In 1986, the IOC decided to separate the Summer and Winter Games. Instead of holding both events in the same calendar year, the committee placed them in alternating even-numbered years. They have decided that 1992 will be the final year to have held both events.  The 1994 Winter Games in Lillehammer, Norway, was the first Winter Olympics held separate from the Summer Games.

The 1988 Winter Olympics was hosted by Calgary, Canada. It was the first to span 16 days. New events were added in speed skating and ski jumping, and more countries competed than ever before. It was also when the famous Jamaican bobsleigh team entered the Winter Olympics.

Meanwhile, the 1998 Winter Olympics held in Nagano, Japan, was the first to host more than 2,000 athletes. The men’s ice hockey tournament was finally opened to professionals, accommodating many of the NHL players from Canada and US. Snowboarding also made its Olympic debut in this edition, enticing a whole new generation of fans and boosting television ratings of broadcast companies that air the Olympics.

Winter Olympics in the 21st Century

Because of the 9/11 terrorist attack, the 2002 Winter Olympic Games in Salt Lake City, Utah, was highly protected. The event had the highest security level of all the previous Olympic games. The United States’ Office of Homeland Security designated the Olympics a National Special Security Event (NSSE). The US Marines provided aerial surveillance and radar control, and the FBI and NSA monitored all text and email communications within the Salt Lake City area around the time of the Olympics.

The 2006 Games was a victory for Asia, most especially, South Korea. Athletes from the country won 10 medals where 6 of them were gold.
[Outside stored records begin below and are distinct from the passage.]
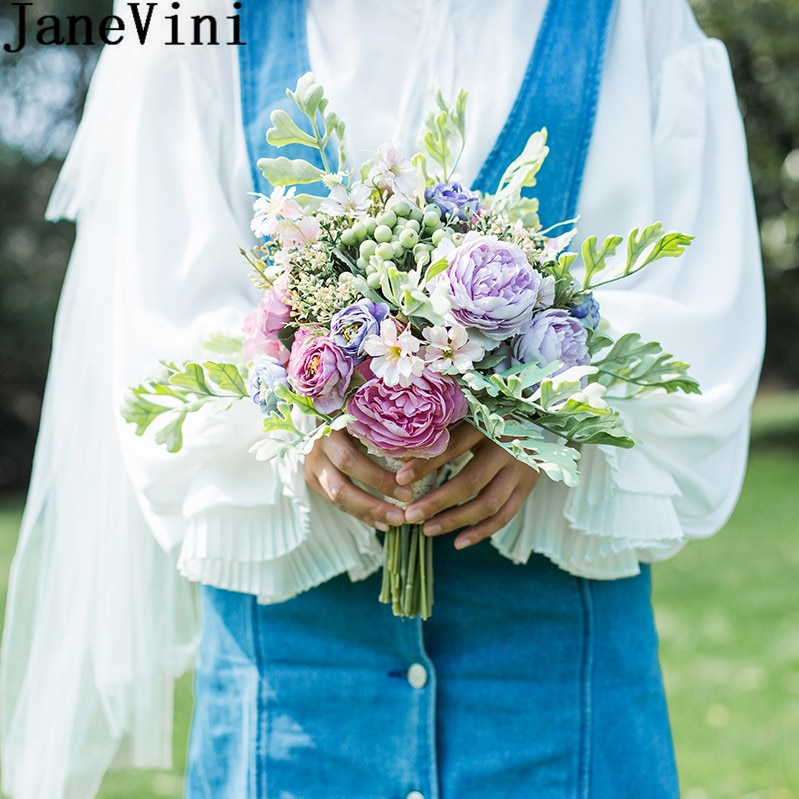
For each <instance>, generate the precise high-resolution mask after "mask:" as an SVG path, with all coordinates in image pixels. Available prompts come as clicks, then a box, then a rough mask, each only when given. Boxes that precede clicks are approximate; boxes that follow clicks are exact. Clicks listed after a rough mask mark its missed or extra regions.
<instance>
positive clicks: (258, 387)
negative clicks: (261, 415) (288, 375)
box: [249, 355, 288, 413]
mask: <svg viewBox="0 0 799 799" xmlns="http://www.w3.org/2000/svg"><path fill="white" fill-rule="evenodd" d="M249 383H250V396H251V397H252V401H253V402H254V403H255V404H256V405H260V406H261V410H262V411H263V412H264V413H269V412H270V411H272V410H273V409H274V407H275V389H276V388H277V387H278V386H281V385H283V386H287V385H288V373H287V372H286V369H285V367H284V366H283V364H282V363H281V362H280V361H279V360H278V359H277V358H273V357H272V356H271V355H257V356H256V357H255V360H254V361H253V364H252V366H251V367H250V373H249Z"/></svg>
The event, commonly known as Torino 2006, was held in Turin, Italy.

The 2010 Winter Olympics in Vancouver, Canada, was labeled by detractors as the “worst Olympics ever.” It was held in the midst of a recession and global warming, plus some venues were lacking in snow. They even brought in loads of snow from colder spots in the state just to fill it up. To make it worse, a Georgian luge competitor died on the training run on the day of the opening ceremonies.
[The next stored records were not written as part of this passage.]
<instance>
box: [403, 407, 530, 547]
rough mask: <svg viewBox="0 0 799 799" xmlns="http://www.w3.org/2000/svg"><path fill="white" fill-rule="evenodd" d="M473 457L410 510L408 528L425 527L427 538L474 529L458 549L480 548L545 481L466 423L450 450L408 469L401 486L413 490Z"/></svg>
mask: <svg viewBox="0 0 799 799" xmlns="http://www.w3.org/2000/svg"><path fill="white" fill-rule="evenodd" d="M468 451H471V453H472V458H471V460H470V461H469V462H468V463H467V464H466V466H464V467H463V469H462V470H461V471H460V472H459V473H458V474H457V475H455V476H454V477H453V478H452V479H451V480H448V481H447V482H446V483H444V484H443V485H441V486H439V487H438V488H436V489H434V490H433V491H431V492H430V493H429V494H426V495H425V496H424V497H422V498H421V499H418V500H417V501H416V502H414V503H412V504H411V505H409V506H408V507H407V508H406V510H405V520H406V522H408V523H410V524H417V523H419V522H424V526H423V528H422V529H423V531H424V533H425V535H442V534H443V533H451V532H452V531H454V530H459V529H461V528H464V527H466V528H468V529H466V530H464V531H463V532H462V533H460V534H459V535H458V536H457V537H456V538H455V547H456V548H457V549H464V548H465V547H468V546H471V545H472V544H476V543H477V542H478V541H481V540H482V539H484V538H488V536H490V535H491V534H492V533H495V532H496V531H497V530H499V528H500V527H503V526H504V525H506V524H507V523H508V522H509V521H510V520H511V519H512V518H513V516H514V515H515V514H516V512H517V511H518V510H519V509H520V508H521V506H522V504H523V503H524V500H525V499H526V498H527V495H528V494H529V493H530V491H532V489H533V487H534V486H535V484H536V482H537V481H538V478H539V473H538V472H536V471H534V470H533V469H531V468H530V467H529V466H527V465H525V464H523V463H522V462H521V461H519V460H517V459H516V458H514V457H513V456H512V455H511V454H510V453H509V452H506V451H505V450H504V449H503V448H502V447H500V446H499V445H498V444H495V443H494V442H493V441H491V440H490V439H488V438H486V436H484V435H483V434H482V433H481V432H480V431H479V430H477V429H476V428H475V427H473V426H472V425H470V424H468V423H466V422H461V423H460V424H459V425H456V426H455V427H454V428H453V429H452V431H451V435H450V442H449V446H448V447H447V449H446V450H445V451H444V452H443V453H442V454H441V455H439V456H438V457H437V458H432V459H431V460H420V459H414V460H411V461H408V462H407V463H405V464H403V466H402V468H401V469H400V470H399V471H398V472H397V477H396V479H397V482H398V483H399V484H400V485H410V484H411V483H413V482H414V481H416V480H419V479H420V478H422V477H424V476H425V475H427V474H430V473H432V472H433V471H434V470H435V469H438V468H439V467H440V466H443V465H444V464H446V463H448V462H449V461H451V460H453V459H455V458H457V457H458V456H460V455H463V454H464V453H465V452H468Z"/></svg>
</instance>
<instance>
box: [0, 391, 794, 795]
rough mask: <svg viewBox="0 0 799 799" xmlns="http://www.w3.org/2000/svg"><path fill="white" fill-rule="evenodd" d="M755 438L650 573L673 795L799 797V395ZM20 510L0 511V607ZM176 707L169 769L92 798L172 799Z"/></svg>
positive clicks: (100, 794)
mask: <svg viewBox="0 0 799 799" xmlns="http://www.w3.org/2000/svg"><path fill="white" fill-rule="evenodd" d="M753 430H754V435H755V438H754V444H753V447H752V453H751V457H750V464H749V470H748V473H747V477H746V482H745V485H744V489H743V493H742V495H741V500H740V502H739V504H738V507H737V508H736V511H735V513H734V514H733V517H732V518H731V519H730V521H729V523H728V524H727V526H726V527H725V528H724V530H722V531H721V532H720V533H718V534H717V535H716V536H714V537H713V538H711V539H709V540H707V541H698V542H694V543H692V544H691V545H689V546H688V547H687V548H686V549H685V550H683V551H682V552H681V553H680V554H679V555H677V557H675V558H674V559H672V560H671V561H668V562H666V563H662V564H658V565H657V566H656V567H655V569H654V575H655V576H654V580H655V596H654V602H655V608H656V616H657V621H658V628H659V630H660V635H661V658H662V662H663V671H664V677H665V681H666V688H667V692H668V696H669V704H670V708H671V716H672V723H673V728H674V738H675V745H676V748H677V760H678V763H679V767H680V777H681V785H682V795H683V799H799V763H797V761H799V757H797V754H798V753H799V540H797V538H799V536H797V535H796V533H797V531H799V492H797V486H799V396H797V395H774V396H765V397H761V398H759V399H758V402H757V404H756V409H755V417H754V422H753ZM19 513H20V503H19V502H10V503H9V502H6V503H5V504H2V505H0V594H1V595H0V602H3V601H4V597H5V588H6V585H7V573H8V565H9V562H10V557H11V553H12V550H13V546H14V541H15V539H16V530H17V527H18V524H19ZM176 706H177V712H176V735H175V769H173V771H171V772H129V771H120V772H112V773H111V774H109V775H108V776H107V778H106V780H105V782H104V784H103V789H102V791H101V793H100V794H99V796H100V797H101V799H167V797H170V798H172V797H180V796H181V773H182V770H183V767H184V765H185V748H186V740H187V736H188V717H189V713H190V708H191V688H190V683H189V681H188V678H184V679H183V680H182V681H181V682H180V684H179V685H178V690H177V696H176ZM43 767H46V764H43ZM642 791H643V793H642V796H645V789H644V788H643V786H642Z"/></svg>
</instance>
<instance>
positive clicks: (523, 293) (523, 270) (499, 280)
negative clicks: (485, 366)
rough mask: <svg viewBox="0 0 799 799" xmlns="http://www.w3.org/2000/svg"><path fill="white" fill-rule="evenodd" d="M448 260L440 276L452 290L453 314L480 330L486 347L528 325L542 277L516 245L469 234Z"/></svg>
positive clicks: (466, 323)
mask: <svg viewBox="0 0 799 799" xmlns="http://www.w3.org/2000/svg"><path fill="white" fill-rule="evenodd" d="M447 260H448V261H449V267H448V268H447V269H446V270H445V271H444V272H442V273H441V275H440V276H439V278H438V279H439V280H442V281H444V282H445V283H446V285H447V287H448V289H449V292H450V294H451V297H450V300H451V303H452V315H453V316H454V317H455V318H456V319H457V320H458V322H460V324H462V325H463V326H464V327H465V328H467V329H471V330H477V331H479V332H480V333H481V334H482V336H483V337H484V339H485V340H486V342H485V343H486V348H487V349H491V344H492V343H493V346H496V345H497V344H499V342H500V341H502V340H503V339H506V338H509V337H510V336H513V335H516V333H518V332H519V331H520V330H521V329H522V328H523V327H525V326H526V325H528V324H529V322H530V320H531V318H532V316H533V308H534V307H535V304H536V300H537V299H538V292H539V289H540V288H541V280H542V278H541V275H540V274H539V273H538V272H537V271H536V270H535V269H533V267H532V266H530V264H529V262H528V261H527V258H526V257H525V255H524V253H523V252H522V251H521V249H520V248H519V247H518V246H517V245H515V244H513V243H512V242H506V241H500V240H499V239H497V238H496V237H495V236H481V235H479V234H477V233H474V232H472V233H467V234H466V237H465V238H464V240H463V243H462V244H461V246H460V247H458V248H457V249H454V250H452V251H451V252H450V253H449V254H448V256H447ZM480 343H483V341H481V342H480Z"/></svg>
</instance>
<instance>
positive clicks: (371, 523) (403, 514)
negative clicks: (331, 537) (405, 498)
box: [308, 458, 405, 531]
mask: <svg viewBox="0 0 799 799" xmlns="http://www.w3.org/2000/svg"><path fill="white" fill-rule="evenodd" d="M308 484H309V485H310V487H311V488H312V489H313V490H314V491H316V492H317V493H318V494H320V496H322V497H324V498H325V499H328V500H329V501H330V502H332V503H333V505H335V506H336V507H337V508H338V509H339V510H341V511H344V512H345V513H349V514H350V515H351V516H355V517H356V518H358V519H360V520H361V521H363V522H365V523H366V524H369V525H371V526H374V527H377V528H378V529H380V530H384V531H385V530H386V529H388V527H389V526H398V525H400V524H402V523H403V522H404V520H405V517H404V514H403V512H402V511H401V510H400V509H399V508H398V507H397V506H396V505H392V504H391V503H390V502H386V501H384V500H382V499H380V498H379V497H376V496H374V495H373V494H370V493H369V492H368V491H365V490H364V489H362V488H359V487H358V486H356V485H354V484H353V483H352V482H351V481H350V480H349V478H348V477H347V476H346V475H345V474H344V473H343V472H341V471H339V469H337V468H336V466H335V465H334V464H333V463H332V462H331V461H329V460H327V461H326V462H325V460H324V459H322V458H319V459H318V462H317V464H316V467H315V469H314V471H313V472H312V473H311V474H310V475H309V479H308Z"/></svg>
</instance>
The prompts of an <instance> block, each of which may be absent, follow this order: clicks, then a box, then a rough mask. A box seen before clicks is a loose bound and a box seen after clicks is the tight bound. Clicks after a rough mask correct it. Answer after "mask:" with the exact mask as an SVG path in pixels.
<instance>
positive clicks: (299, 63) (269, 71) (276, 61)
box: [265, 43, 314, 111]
The Vancouver Games was also notable for the underperformance of the Russian athletes. The Soviets were always on the top five medal-winning countries, but in 2010, they finished 11th in gold medals and 6th in total medals. Their sports officials were immediately called to resign by their president after the Olympics. Meanwhile, Asian athletes were on the rise as they won a total of 31 medals that year.

Then came the 2014 Winter Olympics held in Sochi, Russia. For the first time, the Games was hosted by the country which dominated the medal-bagging for a long time. The Sochi Olympics was the most expensive Olympic event in history, with a cost of $51 billion to make the resort into a Games-worthy location. Over 2,800 athletes from 88 countries participated in its 98 events.

After their disappointing performance in the 2010 Games, the host nation topped the medal table this time, bagging 33 medals including 13 golds.

However, the 2014 Sochi Games was highly controversial. Issues about corruption among officials leading to cost overruns, allegations of doping by the Russian government, safety concerns for LGBT athletes and spectators, protests by ethnic Circassian activists over the site of Sochi, and terrorist threats by jihadist groups related to the insurgency in the North Caucasus prevailed the headlines that time.

The widespread state-sponsored doping allegations caused the IOC to initiate an investigation of 28 athletes from the Sochi Olympic Games in 2016. By December, Russian officials admitted that the lab director tampered with urine samples of the athletes and replaced them with clean urine so that drug tests would be negative. It was one of the biggest conspiracies in sports history, tainting not just the 2014 Winter Olympics but the integrity of the entire Olympic movement. The Russian track and field team were banned to join the 2016 Summer Olympics in Rio de Janeiro, Brazil, because of the controversy.